Beyond Click Automation: RPA Integration with Documents, Databases, and Files
Clicking buttons is easy. Moving data between systems is where RPA earns its keep.
In the real world, your automation needs to:
- Extract tables from PDF invoices
- Consolidate 50 Excel files into one report
- Read from and write to SQL Server
- Parse unstructured email bodies
- Handle CSV, XML, JSON, and legacy formats
This is the integration layer that makes RPA genuinely useful.
PDF Processing
PDFs are everywhere in business - invoices, contracts, reports. And they’re notoriously difficult to automate.
Types of PDFs
| Type | Characteristics | Extraction Method |
|---|---|---|
| Native/Digital | Created digitally, text is selectable | Direct text extraction |
| Scanned/Image | Photos of paper, no selectable text | OCR required |
| Hybrid | Mix of native text and embedded images | Combined approach |
Native PDF Extraction
For digitally-created PDFs, use Read PDF Text:
Activity: Read PDF Text
├── FileName: "C:\Invoices\invoice_001.pdf"
├── Range: "All" (or "1-3" for specific pages)
└── Output: extractedText (String)
The output is raw text. You’ll need to parse it:
' Extract invoice number using RegEx (with defensive programming)
pattern = "Invoice\s*#?\s*:?\s*(\w+-?\d+)"
match = Regex.Match(extractedText, pattern)
' IMPORTANT: Always check match.Success before accessing Groups
If match.Success Then
invoiceNumber = match.Groups(1).Value
Else
invoiceNumber = "NOT_FOUND"
Log.Warn($"Could not extract invoice number from text")
End If
' Extract total amount
pattern = "Total\s*:?\s*\$?([\d,]+\.\d{2})"
match = Regex.Match(extractedText, pattern)
If match.Success Then
totalAmount = Decimal.Parse(match.Groups(1).Value.Replace(",", ""))
Else
totalAmount = 0
Log.Warn($"Could not extract total amount from text")
End If
Defensive Programming: Always use
If match.Successbefore accessingmatch.Groups(). Without this check, your bot will crash on documents with unexpected formats.
Extracting Tables from PDFs
For structured data, Read PDF with OCR with table extraction:
Activity: Read PDF With OCR
├── FileName: "invoice.pdf"
├── OCR Engine: UiPath Document OCR
├── ExtractTables: True
└── Output:
├── Text: fullText
└── Tables: extractedTables (DataTable[])

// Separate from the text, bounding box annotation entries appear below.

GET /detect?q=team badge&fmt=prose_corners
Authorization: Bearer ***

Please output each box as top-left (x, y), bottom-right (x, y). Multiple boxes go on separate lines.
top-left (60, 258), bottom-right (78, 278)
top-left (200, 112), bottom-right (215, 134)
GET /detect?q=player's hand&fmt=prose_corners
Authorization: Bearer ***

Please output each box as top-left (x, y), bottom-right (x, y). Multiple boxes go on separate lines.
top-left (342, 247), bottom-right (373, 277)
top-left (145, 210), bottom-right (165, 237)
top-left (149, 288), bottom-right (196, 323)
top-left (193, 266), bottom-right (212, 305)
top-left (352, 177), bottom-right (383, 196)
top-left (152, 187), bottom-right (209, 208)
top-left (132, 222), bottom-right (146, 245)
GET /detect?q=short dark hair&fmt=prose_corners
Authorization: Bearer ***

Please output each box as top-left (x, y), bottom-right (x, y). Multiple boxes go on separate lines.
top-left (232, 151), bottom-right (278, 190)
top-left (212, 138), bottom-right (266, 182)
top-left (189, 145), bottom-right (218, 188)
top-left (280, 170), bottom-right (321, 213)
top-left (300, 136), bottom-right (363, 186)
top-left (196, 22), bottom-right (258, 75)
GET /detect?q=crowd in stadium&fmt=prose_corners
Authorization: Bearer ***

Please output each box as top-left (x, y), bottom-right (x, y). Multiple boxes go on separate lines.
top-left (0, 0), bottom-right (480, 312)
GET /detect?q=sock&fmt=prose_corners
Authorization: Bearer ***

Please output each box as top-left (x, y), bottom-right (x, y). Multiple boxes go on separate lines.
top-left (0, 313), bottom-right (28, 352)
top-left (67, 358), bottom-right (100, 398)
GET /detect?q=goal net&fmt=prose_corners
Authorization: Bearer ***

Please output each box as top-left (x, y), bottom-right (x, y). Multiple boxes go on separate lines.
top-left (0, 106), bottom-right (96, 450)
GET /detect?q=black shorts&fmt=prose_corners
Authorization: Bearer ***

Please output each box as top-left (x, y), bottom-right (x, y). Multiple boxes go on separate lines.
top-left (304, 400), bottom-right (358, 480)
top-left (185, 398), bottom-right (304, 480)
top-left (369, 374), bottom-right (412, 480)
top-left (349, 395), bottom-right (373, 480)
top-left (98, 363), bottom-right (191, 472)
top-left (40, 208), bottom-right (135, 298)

Processing the extracted table:
For Each table As DataTable In extractedTables
For Each row As DataRow In table.Rows
itemName = row(0).ToString()
quantity = Convert.ToInt32(row(1))
unitPrice = Convert.ToDecimal(row(2))
Log.Info($"Item: {itemName}, Qty: {quantity}, Price: {unitPrice}")
Next
Next
Scanned PDF + OCR
For image-based PDFs:
Activity: Read PDF With OCR
├── FileName: "scanned_invoice.pdf"
├── OCR Engine: Google Cloud Vision (or Tesseract, ABBYY)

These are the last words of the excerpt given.